# I'll go with him.



## hobbs27 (May 27, 2012)

I don't watch these guys show, but seen their commercials. I never would have guessed he has such a passion for our Lord.


----------



## Ronnie T (May 27, 2012)

Love it.

.


----------



## thedeacon (May 29, 2012)

Can't get enough of preaching like that.


----------



## mountainraider68 (May 29, 2012)

Oh yeah!!!


----------



## Vmarsh (May 29, 2012)

just watched that clip yesterday actually. main reason my family and i love the show.


----------



## stringmusic (May 30, 2012)

Phil is awesome!!


----------



## bullethead (May 31, 2012)

I think Phil and his family are a great bunch of people, I enjoy watching their shows too. He needs to research his method of counting back time to prove a god-man though.


----------



## gordon 2 (May 31, 2012)

bullethead said:


> I think Phil and his family are a great bunch of people, I enjoy watching their shows too. He needs to research his method of counting back time to prove a god-man though.



And controling beavers. Beavers are just big rodents. They're suckers for traps and bait. Can you say Connibear #10? And them is real good eatin roasted and stewed.  Happy. Happy. Happy.


----------



## bullethead (May 31, 2012)

gordon 2 said:


> And controling beavers. Beavers are just big rodents. They're suckers for traps and bait. Can you say Connibear #10? And them is real good eatin roasted and stewed.  Happy. Happy. Happy.



Don't forget about a cassette filled with the sounds of running water from Uncle Si's bath.......boom.boom.boom.


----------



## gordon 2 (May 31, 2012)

bullethead said:


> Don't forget about a cassette filled with the sounds of running water from Uncle Si's bath.......boom.boom.boom.



They fight like marines do. They persue the treat and open up with all they got...no matter what. The only thing missing from all the fireworks are smoke and called in air strikes. ( I wonder if they can make a call for that?)

Yea they fragged a perfectly good radio--- Collateral damage I guess.  The fog of war...etc...LOL

I got another suggestin for them... Just before dark, if you got your sharp shooters placed correctly with spotters that can shut up....the brains of the beaver operation and the old trap shy hi ranking beavers usually come out to eat, meet and greet, in the open.

Beaver fightin is a nine inning game...U got to pace yourself...and play the whole team.


----------



## barryl (Dec 30, 2012)

Thank You, Lord Jesus !!!!!!!!!!!!!!!!!!!! I'm just a little slow, sometimes !!


----------



## StriperAddict (Dec 31, 2012)

barryl said:


> Thank You, Lord Jesus !!!!!!!!!!!!!!!!!!!! I'm just a little slow, sometimes !!

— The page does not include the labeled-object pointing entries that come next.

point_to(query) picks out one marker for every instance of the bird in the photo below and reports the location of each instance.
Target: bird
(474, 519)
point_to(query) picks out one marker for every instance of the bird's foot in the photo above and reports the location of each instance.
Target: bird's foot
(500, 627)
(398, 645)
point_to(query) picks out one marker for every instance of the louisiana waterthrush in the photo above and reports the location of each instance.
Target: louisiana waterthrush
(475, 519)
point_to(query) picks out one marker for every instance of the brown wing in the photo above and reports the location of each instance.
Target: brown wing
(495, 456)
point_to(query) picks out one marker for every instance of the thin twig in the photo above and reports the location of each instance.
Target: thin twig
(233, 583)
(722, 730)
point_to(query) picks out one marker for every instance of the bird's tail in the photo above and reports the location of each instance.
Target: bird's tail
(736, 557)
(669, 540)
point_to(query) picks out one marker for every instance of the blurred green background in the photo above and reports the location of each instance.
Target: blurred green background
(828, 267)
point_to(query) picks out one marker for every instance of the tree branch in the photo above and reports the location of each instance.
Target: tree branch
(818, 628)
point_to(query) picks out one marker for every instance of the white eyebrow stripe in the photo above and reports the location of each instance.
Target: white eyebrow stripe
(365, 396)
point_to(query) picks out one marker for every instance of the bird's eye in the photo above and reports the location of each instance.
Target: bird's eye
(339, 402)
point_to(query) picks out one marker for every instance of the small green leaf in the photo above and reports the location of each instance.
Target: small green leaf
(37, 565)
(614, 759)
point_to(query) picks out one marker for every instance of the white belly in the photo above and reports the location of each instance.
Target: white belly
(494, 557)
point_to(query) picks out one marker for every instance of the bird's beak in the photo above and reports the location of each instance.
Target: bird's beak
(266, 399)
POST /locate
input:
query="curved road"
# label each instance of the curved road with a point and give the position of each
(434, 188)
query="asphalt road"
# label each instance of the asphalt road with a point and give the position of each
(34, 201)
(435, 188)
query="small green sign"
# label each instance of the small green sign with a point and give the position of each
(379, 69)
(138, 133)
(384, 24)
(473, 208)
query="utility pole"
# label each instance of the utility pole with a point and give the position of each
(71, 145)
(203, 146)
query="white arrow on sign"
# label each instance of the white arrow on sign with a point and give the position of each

Slow? LOL, I finally pulled this up today too... 
Solid stuff ! 
While I have web until the clock strikes midnight (internet contract expires and "funds -r low"), I'll download a few more of his vid's to mp3's.


----------



## egomaniac247 (Jan 2, 2013)

http://youtu.be/RoZ7VzBECUQ


Jase does some too and is very entertaining as well


----------